According to research from The Diffusion Group US cable networks are becoming much more active in regards to online video distribution strategies, even at the cost of straining relationships with their Pay-TV platform partners.
“Cable networks have libraries filled with high-demand video content, but in many cases the content can only be enjoyed via Pay-TV outlets such as cable, satellite, and telco-TV operators. Such is the nature of the licensing agreements now in place,” notes Colin Dixon, senior partner and director of TDG’s broadband media practice. “It is important that, as these carriage agreements are renegotiated, content studios assert their right to establish a credible branded video presence in these emerging conduits, independent of traditional TV operators.”
Dixon notes that, given the amount of money content networks generate from licensing content to Pay-TV operators, they have been reluctant to push too hard for risk of upsetting this long-standing and mutually beneficial relationship. However, new technologies and shifting consumer behaviour are causing content purveyors to re-evaluate the importance of these relationships.

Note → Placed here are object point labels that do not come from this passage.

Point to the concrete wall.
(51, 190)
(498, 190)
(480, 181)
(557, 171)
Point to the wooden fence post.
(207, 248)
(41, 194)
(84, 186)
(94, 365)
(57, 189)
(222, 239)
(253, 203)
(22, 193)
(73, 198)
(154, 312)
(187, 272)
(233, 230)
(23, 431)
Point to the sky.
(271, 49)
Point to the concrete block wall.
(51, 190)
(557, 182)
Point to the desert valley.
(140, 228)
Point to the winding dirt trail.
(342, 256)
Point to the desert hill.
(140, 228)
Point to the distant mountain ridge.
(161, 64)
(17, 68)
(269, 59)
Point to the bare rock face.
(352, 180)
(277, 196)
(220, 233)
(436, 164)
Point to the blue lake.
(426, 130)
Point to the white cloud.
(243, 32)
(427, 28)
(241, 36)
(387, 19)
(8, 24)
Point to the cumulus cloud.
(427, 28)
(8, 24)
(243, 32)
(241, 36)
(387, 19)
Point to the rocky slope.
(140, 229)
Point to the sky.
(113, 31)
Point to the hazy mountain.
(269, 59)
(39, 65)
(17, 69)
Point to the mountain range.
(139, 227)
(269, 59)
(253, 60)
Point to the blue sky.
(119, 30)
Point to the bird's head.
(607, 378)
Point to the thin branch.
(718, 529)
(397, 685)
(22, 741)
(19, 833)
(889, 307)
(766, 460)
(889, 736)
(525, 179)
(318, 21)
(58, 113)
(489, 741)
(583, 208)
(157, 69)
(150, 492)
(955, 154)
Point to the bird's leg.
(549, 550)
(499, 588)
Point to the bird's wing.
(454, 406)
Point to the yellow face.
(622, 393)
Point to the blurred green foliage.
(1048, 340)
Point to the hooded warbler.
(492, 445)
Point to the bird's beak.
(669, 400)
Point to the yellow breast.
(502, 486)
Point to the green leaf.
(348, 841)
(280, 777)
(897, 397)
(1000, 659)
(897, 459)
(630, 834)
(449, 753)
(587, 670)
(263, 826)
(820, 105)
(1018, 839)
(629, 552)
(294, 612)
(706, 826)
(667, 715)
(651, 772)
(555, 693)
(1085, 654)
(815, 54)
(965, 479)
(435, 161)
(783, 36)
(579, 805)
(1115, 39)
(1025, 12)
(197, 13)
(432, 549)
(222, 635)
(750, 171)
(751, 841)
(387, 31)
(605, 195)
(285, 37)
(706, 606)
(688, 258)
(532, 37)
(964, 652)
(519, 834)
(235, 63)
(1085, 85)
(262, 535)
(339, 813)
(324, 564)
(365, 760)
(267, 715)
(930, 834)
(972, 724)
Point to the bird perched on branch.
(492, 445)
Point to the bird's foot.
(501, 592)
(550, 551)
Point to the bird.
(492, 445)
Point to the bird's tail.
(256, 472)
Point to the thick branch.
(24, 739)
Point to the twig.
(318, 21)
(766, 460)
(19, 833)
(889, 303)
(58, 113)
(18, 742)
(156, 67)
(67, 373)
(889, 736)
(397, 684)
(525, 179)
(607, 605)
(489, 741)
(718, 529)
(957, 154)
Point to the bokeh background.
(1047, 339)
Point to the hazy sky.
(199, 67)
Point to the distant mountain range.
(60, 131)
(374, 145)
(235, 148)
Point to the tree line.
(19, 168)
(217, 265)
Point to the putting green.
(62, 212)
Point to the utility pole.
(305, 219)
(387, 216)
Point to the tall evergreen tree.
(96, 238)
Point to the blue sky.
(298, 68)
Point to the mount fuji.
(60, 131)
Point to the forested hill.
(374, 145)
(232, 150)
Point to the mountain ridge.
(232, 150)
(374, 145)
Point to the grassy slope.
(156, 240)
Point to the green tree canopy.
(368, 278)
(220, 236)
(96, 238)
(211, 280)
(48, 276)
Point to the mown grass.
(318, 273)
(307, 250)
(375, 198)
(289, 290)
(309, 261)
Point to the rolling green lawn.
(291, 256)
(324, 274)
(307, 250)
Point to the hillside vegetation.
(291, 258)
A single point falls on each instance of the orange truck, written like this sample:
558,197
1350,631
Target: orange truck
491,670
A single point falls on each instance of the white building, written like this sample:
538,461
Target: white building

But Pay-TV operators are not resting on their laurels. As report author and contributing analyst with TDG, Pam Allison, notes, “Powerful Pay-TV operators such as Comcast and Time Warner Cable are launching initiatives such as ‘TV Everywhere’ for several reasons, one of which is to offer cable content online to operator-owned portals that can only be accessed by their Pay-TV subscribers. At the same time, powerful TV brands such as ESPN and MTV have no problem ruffling the feathers of these incumbent operators. Many major content developers are creating their own online video outlets and partnering with other online aggregators for distribution. The tension between content owners and distributors is mounting.”